ChatGPT Malware Shows It’s Time To Get ‘More Serious’ About Security

Security researchers this week posted findings showing that the tool can in fact be used to create highly evasive malware.

With security researchers showing that OpenAI’s ChatGPT can in fact be used to write malware code with relative ease, managed services providers should be paying close attention.

This week, researchers from security vendors including CyberArk and Deep Instinct posted technical explainers about using the ChatGPT writing automation tool to generate code for malware, including ransomware.

[Related: Google Cloud VP Trashes ChatGPT: Not Cool]

While concerns about the potential for ChatGPT to be used this way have circulated widely of late, CyberArk researchers Eran Shimony and Omer Tsarfati posted findings showing that the tool can in fact be used to create highly evasive malware, known as polymorphic malware.

Based on the findings, it’s clear that ChatGPT can “easily be used to create polymorphic malware,” the researchers wrote.

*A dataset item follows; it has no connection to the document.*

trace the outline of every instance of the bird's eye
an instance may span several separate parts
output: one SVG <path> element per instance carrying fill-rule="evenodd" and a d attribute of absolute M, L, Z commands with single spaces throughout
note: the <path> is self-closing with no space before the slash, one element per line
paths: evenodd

Deep Instinct threat intelligence researcher Bar Block, meanwhile, wrote that existing controls in ChatGPT do ensure that the tool won’t create malicious code for users that lack know-how about the execution of malware.

However, “it does have the potential to accelerate attacks for those who do [have such knowledge]”, Block wrote. “I believe ChatGPT will continue to develop measures to prevent [malware creation], but as shown, there will be ways to ask the questions to get the results you are looking for.”

The research so far is showing that concerns about the potential for malicious cyber actors to “weaponize” ChatGPT are not unfounded, according to Michael Oh, founder and president of Boston-based managed services provider Tech Superpowers.

“It just accelerates that cat-and-mouse game” between cyber attackers and defenders, Oh said.

As a result, any MSPs or MSSPs (managed security services providers) who thought they still had more time to get their clients fully protected should reconsider that position, he said.

If nothing else, ChatGPT’s potential for malware creation should “drive us to be much more serious about plugging all the holes” in customers’ IT environments, Oh said.

Earlier this month, researchers at cybersecurity firm Check Point disclosed that they’ve found evidence of the “first instances of cybercriminals using OpenAI to develop malicious tools.” The disclosure prompted Dominick Delfino, global vice president of cybersecurity sales at Google Cloud, to write on LinkedIn, “In case you think ChatGPT is cool. This is what [it’s] being used for.”

OpenAI, which is also behind the DALL-E 2 image generator, and whose backers include Microsoft, first introduced ChatGPT in November. The chatbot has gained massive popularity thanks to its ability to effectively mimic human writing and conversation while responding to prompts or questions from users.